Earlier in an address, the Director Banking Supervision Department, CBN, Mrs. Agnes Tokunbo said the bankers’ committee meeting focused on how the banking industry currently manages risks and how it could sustain the gains measures so far adopted.
She said: “There have been concerns, and a lot of discussions about how the banking industry is holding up to the risks in the economy, both domestically and internationally. The committee was satisfied that the banking industry remained safe and sound. But then there was also discussion that we need to sustain this to continue having the kind of safe and sound and resilient system that we have right now.
So, the committee agreed that in addition to the measures we have in place right now, banks on their own would improve their risk management processes. They would hold sufficient capital to ensure that no matter the risks or the shock that emanates, the banks will be well prepared to bear them.”
Also speaking, Group Managing Director, FirstBank of Nigeria Limited, Bisi Onasanya said that at the meeting “(The Bankers’ Committee) evaluated the options and the decisions taken so far in respect of the management of the foreign exchange. We all agreed that the JP Morgan delisting has taken place and we should not be too worried about that.
What is important is that we have been able to, through effective demand management, managed and preserved the volume of foreign exchange reserve. We have also been able to keep the exchange rate very stable which is one of the positive impacts of the demand management and totality of the foreign exchange management positions taken by central bank.
“We all agreed that irrespective of the actions of JP Morgan or any other party, we need to reserve and manage the foreign exchange reserve for Nigeria and for Nigerians and that we cannot continue to play to the gallery but we will do what is best in the interest of Nigeria. So the Bankers’ Committee endorsed the activities.

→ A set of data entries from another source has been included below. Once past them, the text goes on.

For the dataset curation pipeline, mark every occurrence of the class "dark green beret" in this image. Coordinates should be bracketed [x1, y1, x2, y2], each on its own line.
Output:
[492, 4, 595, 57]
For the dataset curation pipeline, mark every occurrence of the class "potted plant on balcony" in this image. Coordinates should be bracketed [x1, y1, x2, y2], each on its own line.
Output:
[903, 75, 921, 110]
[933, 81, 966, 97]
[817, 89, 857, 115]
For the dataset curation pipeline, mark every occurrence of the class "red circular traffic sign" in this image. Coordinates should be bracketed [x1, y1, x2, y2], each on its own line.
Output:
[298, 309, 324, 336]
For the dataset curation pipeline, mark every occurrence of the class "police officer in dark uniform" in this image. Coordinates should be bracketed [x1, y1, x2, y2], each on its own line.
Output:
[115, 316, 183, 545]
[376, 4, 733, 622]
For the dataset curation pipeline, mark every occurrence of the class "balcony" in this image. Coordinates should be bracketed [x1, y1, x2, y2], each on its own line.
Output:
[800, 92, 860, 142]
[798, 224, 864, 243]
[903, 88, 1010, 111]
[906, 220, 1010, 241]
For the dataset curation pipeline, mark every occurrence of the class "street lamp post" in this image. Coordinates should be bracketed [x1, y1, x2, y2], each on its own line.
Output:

We also agreed that we will continue to supply forex, even though we will continue to prioritise but we will prioritise and make effective supply available to key segments of the economy including manufacturing. And that we should not panic because the central bank is in good control and it is also supported by the pronouncement on the fiscal side that these are effective strategies and that we should just continue to fine tune them as the situation demands.”